24 Mar 2011
By David Kern
Events in North Africa and the Middle East, along with the build-up of inflationary pressures, have finally started to disturb the financial markets’ complacent confidence that global growth will inevitably accelerate.
Share prices have fallen only slightly from their recent highs and remain at elevated levels that can only be justified if you are prepared to shrug off mounting risks, but the earlier upward momentum is now facing growing resistance. The cheerful mood is increasingly being mixed with a much-needed dose of scepticism.
The possibility that things can go wrong is not yet the dominant view, but it is no longer dismissed out of hand. Market reaction to the US labour market figure, a key monthly indicator, illustrates the more sombre mood. The weak and disappointing January employment report was shrugged off and share prices continued to rise, but the much stronger February employment figure was given a cool reception, and both the stock market and the US dollar weakened.

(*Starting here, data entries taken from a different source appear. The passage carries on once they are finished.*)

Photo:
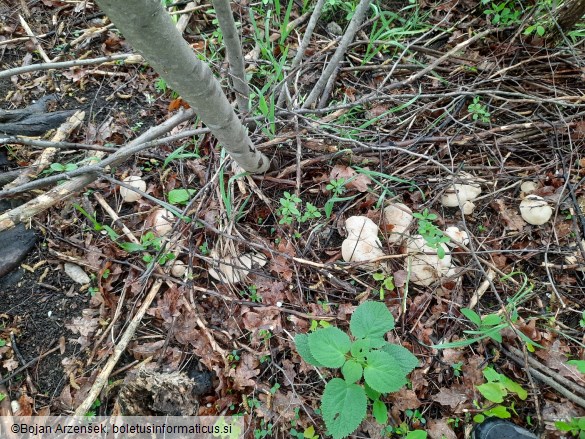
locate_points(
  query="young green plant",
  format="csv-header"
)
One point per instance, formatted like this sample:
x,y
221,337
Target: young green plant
x,y
370,366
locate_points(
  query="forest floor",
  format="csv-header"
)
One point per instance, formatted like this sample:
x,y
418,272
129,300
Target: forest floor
x,y
499,112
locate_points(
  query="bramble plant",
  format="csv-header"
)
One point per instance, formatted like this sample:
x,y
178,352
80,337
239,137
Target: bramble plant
x,y
432,235
575,426
498,386
289,210
478,110
502,13
371,367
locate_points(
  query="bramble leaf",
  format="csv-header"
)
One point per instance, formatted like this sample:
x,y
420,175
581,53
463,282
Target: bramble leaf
x,y
343,407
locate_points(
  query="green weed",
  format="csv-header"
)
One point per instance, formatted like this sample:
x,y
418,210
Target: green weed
x,y
370,367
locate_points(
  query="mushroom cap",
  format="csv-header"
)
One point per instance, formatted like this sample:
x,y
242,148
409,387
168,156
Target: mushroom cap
x,y
354,250
457,194
399,216
162,221
535,210
468,207
179,268
129,195
528,187
457,235
361,227
425,268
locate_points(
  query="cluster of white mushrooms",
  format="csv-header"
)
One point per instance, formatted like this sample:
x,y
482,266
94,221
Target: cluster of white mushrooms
x,y
422,261
362,243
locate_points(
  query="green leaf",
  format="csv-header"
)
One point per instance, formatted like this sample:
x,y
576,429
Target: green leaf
x,y
471,315
329,346
371,393
131,247
383,374
380,412
493,392
401,356
498,411
352,371
491,320
371,319
490,374
344,407
180,196
416,434
580,364
302,344
58,167
514,387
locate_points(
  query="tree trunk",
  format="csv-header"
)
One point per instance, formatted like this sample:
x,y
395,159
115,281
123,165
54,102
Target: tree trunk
x,y
569,15
150,30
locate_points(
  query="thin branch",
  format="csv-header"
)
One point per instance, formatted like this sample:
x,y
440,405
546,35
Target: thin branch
x,y
352,28
233,49
63,65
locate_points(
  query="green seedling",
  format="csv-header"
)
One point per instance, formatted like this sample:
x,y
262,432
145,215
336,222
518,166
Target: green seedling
x,y
180,196
386,283
492,325
497,388
370,366
478,110
432,235
502,13
575,426
289,210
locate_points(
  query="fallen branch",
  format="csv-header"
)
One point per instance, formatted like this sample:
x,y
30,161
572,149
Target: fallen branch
x,y
60,193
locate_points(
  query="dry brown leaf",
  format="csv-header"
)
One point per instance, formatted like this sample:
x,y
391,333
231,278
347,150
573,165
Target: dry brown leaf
x,y
450,397
353,180
511,218
244,375
405,399
439,429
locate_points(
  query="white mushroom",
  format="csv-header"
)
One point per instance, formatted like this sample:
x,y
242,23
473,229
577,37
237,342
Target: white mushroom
x,y
468,208
235,269
128,195
362,243
535,210
399,216
528,187
457,235
458,193
178,269
162,221
424,263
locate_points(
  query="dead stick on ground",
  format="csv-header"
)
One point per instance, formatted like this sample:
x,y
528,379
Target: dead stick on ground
x,y
549,381
30,33
60,193
102,378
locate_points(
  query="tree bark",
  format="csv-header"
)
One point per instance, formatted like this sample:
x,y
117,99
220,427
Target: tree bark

The financial markets believe that the new risk of a global oil shock is a major concern.
Over the past six months, oil prices have increased by almost 50 percent. Political turmoil has accelerated the pace, but crude prices have been moving up sharply for economic reasons even before recent events raised fears about oil supplies. Even without major disruptions, there is a risk that much higher oil prices will produce an unpleasant mixture of weaker growth and higher inflation. The GDP forecast shown in the table below is based on the assumption that the oil price (using Brent crude as the benchmark) will average some $100 a barrel. Even if Brent crude rises to $120 a barrel, the global recovery will probably continue, albeit at a slower pace. But much larger price increases, to $150 a barrel or higher, will undoubtedly cause a major setback. The risk of global stagflation is now much greater.
Central bank response
The differences of opinion between the major central banks on how to react to higher inflation are intensifying. In Asia, growth in many economies remains too fast and monetary policy will be tightened further. China has increased interest rates twice in the last three months, and has repeatedly raised bank reserve requirements to restrain lending. Many other developing Asian economies such as Indonesia, India, South Korea and Vietnam have also raised rates. At the other extreme, Japan was still facing deflation before its devastating earthquake and tsunami and had said it would continue keeping rates at just above zero for some time. But the policy gap between the US and Europe is becoming more acute.